Ta gafa w "Jeden z dziesięciu" na długo pozostanie w pamięci. Prowadzący nie wytrzymał, trzeba było rozebrać scenografię!
“Jeden z dziesięciu” to teleturniej, który wymaga posiadania ogromnej wiedzy na wszelakie dziedziny. Udział w nim zapewne wiąże się z ogromnymi emocjami i wielkim stresem, co może przyczynić się różnego rodzaju wpadek. Tak było podczas trwania jednego z odcinków, co przyczyniło się do zabawnej wpadki.
"Jeden z dziesięciu" jako główny teleturniej TVP2
“Jeden z dziesięciu” jest teleturniejem, który nie tylko emitowany jest od kilkudziesięciu lat, ale nadal cieszy się ogromną popularnością wśród widzów. Jego prowadzącym nieustannie jest Tadeusz Sznuk , który pomimo dojrzałego wieku, cały czas występuje dla swojej publiczności, zadając uczestnikom często bardzo trudne pytania, wymagające ogromnej wiedzy.
Pomimo tego, że 80-latek wciąż przebywa wśród ludzi podczas kręcenia odcinków teleturnieju , stara się zachować dystans. Dlaczego? Tę kwestię wyjaśnił jeden z uczestników. Wiktor Strzelczyk wyjawił, że Tadeusz Sznuk od czasu pandemii stara się trzymać w bezpiecznej dla niego odległości od graczy, bowiem w czasie odcinków kręconych podczas pandemii, miał zarazić się od jednego z nich COVID-em.
"Jeden z dziesięciu" przepełniony stresem
Jak można się domyśleć, udział w teleturnieju, w którym wymagana jest ogromna wiedza w temacie wszelakich dziedzin, może na swój sposób stresować uczestników. Jak przekazał za pośrednictwem “X” jeden z graczy, Tadeusz Sznuk stara się, jak tylko może, by rozluźnić atmosferę i rozładować spięcie, jakie niejednokrotnie doskwiera uczestnikom.

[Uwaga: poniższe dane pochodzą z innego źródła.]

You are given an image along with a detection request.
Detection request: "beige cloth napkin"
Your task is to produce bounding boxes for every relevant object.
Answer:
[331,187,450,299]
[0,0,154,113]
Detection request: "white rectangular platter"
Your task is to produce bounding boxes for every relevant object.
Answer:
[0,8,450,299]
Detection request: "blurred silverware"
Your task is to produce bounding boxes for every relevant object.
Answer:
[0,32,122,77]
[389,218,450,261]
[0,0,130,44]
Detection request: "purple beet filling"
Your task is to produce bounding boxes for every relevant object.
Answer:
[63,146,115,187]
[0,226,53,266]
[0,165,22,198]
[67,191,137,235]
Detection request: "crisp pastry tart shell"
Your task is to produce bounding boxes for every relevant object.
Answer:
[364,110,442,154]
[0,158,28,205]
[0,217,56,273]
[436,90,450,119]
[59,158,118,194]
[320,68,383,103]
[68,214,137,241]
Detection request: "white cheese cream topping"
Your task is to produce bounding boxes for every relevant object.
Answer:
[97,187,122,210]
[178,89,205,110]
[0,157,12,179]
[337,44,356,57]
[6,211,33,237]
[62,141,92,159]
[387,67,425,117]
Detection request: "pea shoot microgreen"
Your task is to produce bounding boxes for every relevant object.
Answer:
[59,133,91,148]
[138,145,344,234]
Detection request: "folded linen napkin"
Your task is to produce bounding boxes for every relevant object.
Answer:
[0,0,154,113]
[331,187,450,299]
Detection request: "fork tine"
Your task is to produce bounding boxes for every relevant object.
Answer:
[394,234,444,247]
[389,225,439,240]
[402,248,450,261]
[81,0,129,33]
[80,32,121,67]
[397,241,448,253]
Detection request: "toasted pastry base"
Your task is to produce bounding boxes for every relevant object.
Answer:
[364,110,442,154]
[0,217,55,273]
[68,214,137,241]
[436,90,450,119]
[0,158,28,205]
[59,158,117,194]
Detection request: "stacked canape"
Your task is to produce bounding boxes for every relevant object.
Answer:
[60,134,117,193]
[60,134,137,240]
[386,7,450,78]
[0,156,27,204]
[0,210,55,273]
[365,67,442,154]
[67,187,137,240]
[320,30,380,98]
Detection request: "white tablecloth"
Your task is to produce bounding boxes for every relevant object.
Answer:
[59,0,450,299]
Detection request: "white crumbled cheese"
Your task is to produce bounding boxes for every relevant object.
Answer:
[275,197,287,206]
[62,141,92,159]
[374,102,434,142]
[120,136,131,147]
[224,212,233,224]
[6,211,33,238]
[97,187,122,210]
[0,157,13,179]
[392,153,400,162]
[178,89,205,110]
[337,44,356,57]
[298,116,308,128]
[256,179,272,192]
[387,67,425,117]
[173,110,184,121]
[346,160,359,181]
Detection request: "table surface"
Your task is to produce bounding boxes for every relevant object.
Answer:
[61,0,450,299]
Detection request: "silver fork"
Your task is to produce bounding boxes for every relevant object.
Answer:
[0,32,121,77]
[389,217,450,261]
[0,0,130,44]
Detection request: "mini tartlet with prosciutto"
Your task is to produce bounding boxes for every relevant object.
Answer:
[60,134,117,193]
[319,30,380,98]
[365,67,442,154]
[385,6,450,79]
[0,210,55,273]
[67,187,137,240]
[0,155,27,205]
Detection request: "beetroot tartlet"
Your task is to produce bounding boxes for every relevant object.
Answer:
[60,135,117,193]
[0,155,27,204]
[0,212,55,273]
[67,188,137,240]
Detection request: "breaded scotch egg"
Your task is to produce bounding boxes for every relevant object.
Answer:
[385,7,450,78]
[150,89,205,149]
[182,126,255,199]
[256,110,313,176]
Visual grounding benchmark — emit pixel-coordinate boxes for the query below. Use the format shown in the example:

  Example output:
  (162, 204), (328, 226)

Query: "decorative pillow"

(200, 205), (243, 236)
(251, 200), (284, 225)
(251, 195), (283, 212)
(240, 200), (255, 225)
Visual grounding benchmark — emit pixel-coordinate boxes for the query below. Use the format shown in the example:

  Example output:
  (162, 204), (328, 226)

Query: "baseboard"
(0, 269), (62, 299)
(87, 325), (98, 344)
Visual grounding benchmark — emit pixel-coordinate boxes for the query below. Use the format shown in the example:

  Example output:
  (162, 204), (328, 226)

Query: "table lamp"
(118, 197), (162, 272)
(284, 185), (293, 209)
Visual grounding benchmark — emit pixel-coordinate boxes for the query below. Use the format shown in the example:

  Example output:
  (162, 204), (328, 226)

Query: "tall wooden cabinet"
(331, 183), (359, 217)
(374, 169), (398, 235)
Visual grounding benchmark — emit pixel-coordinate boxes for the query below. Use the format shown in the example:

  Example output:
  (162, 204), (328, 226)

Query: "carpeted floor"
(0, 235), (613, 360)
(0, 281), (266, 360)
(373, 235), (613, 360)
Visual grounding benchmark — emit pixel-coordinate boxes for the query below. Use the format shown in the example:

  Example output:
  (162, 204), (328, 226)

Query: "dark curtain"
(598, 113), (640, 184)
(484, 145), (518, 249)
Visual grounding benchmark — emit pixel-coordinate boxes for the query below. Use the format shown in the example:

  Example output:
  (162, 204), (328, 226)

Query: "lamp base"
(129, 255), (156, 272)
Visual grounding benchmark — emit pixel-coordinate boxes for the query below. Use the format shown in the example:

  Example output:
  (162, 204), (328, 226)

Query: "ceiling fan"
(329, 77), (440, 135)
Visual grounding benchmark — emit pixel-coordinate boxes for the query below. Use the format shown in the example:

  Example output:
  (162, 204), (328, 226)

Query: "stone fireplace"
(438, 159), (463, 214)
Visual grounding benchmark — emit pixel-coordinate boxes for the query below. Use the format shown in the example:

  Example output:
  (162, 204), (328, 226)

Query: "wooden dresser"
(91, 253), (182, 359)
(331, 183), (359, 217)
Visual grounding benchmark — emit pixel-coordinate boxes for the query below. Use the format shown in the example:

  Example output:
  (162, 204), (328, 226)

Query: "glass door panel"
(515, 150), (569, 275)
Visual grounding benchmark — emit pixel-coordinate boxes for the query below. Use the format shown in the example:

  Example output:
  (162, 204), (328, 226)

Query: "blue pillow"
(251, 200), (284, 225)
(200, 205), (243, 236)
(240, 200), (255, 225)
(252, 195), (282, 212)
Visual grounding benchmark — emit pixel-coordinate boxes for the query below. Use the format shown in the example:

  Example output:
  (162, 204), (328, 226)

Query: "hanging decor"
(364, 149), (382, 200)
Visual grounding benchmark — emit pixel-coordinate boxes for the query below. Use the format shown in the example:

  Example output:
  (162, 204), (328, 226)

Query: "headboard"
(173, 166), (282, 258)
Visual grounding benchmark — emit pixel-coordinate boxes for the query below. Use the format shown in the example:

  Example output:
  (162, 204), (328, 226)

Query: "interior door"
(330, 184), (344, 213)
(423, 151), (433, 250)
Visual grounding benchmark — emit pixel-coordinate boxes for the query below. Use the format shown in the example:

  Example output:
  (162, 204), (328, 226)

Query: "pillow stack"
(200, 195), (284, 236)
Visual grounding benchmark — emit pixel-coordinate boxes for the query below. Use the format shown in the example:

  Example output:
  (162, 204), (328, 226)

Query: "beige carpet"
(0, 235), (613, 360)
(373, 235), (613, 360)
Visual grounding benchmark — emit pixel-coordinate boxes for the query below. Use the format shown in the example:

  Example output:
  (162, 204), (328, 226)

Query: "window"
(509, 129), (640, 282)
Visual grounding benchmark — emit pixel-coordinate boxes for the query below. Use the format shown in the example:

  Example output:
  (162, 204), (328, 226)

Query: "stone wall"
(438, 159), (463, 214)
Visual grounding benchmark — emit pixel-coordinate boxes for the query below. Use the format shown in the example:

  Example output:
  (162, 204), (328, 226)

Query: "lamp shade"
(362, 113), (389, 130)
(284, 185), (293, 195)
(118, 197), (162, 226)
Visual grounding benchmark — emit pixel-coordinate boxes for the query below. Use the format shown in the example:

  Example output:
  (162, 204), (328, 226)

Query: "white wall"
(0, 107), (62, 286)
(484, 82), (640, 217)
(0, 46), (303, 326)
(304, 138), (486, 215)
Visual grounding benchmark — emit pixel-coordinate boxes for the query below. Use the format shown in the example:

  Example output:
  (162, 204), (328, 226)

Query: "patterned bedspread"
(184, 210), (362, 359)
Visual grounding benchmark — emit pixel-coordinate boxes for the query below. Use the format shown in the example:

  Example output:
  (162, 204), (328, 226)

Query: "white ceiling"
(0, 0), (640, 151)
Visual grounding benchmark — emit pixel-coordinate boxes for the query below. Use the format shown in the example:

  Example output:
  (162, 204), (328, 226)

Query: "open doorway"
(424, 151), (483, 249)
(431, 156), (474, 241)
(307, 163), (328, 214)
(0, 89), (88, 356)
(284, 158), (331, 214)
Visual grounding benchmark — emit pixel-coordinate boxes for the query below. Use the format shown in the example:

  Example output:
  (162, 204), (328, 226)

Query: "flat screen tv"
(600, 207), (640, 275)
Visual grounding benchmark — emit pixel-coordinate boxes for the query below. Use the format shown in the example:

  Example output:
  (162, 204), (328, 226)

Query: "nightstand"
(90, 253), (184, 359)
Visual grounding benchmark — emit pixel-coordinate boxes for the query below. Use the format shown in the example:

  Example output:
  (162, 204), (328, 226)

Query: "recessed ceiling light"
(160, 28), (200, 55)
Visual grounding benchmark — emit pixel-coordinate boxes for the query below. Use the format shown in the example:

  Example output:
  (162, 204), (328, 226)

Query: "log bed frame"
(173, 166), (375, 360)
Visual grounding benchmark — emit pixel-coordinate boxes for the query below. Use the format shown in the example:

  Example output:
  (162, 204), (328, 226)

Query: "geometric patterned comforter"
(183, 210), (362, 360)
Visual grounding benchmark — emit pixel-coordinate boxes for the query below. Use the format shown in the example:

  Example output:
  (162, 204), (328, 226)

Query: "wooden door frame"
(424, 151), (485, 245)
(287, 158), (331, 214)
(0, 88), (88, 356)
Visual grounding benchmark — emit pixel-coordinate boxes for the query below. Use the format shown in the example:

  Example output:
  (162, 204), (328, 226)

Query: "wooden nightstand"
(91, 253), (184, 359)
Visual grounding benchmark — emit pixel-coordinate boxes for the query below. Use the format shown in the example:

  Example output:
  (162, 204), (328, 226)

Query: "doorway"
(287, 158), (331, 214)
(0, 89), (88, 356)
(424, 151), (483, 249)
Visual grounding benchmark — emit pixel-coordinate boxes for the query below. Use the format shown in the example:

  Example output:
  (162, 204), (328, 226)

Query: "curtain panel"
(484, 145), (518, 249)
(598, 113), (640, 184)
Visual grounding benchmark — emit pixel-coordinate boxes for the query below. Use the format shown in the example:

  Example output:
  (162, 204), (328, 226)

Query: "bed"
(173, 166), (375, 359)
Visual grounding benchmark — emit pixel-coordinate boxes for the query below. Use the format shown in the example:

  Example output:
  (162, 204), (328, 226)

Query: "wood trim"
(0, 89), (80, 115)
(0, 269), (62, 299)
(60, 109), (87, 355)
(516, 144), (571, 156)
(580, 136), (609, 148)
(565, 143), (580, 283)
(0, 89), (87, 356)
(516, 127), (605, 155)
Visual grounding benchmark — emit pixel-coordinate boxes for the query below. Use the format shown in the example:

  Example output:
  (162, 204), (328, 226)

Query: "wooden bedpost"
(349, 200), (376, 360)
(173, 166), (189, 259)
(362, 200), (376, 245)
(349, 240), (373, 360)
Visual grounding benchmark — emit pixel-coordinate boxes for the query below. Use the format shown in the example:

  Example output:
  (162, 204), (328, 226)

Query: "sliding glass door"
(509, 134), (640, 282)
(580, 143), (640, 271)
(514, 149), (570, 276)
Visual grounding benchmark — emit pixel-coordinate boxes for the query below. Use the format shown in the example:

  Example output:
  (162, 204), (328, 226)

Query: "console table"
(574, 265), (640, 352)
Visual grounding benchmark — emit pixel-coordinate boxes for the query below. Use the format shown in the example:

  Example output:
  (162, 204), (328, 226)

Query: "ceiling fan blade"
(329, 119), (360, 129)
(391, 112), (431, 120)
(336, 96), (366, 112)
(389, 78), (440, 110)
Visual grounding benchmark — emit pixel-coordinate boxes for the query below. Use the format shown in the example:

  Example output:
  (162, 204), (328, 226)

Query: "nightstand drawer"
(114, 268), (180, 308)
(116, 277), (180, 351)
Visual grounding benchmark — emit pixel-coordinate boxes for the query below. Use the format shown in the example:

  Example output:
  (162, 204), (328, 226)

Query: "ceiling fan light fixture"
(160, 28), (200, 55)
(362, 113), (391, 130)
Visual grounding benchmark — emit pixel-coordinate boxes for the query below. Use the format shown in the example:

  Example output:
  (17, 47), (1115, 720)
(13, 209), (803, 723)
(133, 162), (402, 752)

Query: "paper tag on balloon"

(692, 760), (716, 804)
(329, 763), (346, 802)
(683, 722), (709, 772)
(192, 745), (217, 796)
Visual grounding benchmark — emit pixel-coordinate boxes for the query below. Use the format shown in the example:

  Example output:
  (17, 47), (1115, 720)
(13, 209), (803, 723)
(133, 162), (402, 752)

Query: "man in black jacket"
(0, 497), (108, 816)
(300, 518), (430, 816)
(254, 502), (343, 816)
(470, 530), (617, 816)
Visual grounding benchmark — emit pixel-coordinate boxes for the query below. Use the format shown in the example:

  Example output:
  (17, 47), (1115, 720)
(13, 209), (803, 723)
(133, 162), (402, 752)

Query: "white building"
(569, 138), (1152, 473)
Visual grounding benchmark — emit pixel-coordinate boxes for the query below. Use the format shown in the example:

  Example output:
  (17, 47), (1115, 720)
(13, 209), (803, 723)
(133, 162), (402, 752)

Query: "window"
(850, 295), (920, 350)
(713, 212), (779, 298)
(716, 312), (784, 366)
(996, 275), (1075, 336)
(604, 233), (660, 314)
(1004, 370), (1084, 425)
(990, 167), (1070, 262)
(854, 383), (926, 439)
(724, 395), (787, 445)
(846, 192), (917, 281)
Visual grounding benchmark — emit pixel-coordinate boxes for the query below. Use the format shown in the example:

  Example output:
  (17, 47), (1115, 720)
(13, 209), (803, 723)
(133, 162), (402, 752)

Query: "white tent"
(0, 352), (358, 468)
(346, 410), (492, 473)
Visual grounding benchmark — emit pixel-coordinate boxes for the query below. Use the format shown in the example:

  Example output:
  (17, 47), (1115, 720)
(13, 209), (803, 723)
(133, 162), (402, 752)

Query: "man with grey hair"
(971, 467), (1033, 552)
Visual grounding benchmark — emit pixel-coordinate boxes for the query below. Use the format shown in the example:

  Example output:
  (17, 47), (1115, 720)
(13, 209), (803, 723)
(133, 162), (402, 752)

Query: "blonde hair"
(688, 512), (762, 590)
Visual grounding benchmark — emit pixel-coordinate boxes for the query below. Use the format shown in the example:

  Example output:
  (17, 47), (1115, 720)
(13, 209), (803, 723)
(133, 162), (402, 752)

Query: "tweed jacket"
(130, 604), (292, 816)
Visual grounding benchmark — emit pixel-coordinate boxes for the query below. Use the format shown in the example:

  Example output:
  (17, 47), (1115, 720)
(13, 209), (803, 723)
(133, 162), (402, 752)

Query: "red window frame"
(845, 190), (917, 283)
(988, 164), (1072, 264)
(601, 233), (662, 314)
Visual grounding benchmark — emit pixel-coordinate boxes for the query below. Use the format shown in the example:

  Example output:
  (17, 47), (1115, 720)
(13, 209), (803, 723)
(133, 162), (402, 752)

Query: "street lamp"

Przed programem panuje napięta, ale bardzo przyjazna atmosfera. Wszyscy gracze, których spotkałem, byli bardzo mili i fajnie się rozmawiało. Trochę chciałem wyjść w rozmowie z nimi na pewnego siebie, jak się okazało, że jako jedyny byłem wcześniej w 1 z 10. Ponoć czasem zawiera się sojusze i pakty o nieagresji, ale w moim przypadku tak nie było - tłumaczył uczestnik.
Wpadka w "Jeden z dziesięciu" - prowadzący kazał rozebrać scenografię!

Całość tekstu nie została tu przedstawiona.